Codzienny przegląd mediów bezpieczeństwa i obronności:
WP.pl: Doradca Putina: NATO szykuje się do zdobycia Królewca. Co stoi za tymi słowami?
Główni rosyjscy propagandyści nagłośnili groźby Nikołaja Patruszewa, doradcy Putina. Twierdzi on, jakoby NATO ćwiczyło scenariusze zajęcia obwodu królewieckiego. - Rosja obawia się kontroli nad szlakami morskimi na Bałtyku i ograniczenia działań tzw. floty cieni - tłumaczy tło pogróżek dr Wojciech Siegień. Wiele informacji, które przekazują rosyjskie media i przedstawiciele władzy, prawdopodobnie nie jest prawdziwych. Takie doniesienia mogą być elementem wojny informacyjnej ze strony Federacji Rosyjskiej. „Drugi rok z rzędu NATO przeprowadza największe od dziesięcioleci ćwiczenia w pobliżu naszych granic, gdzie ćwiczy scenariusze działań ofensywnych na dużym obszarze – od Wilna do Odessy, zajęcie obwodu kaliningradzkiego, blokowanie żeglugi na Morzu Bałtyckim i Czarnym oraz prewencyjne ataki na stałe bazy rosyjskich sił odstraszania nuklearnego - powiedział Nikołaj Patruszew w opublikowanym niedawno wywiadzie dla rosyjskiej agencji TASS.

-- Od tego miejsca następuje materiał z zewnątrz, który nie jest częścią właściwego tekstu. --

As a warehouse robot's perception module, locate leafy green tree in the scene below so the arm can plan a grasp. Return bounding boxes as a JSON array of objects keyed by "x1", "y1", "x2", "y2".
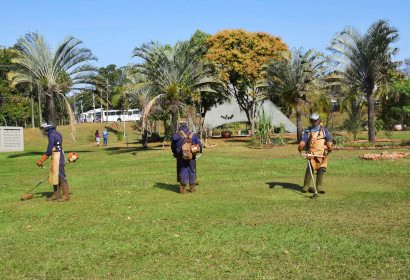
[
  {"x1": 204, "y1": 29, "x2": 288, "y2": 134},
  {"x1": 379, "y1": 73, "x2": 410, "y2": 126},
  {"x1": 133, "y1": 42, "x2": 220, "y2": 136},
  {"x1": 328, "y1": 20, "x2": 399, "y2": 142},
  {"x1": 8, "y1": 32, "x2": 97, "y2": 129},
  {"x1": 263, "y1": 49, "x2": 326, "y2": 142}
]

Rzeczpospolita: Jędrzej Bielecki: Donald Trump, mistrz porażki
Żaden prezydent USA po 100 dniach na urzędzie nie miał tak złych notowań. Żaden też tak szybko nie zniechęcił do siebie świata. Czarne chmury dopiero zbierają się nad tą administracją. Nie wiemy jeszcze, czy wojna handlowa, którą Donald Trump na początku kwietnia wypowiedział niemal wszystkim krajom, wepchnie Amerykę w recesję, ale już widać, że choćby zamówienia na kontenery w handlu między USA i Chinami spadły o połowę a MFW drastycznie obniża prognozy dla USA na ten rok. Nie jest też jasne, jak długo będzie się jeszcze załamywała amerykańska giełda i czy dolar ostatecznie straci status światowej waluty rezerwowej. Ale i bez tego już tylko 39 proc. Amerykanów ufa niedawno przecież wybranemu prezydentowi (55 proc. odnosi się do niego negatywnie). Na tym etapie rządów Joe Biden miał wciąż po swojej stronie 52 proc. Amerykanów
Onet.pl: „Milczący gigant” budzi się. Chiny mogą stracić kawałek „lukratywnego tortu”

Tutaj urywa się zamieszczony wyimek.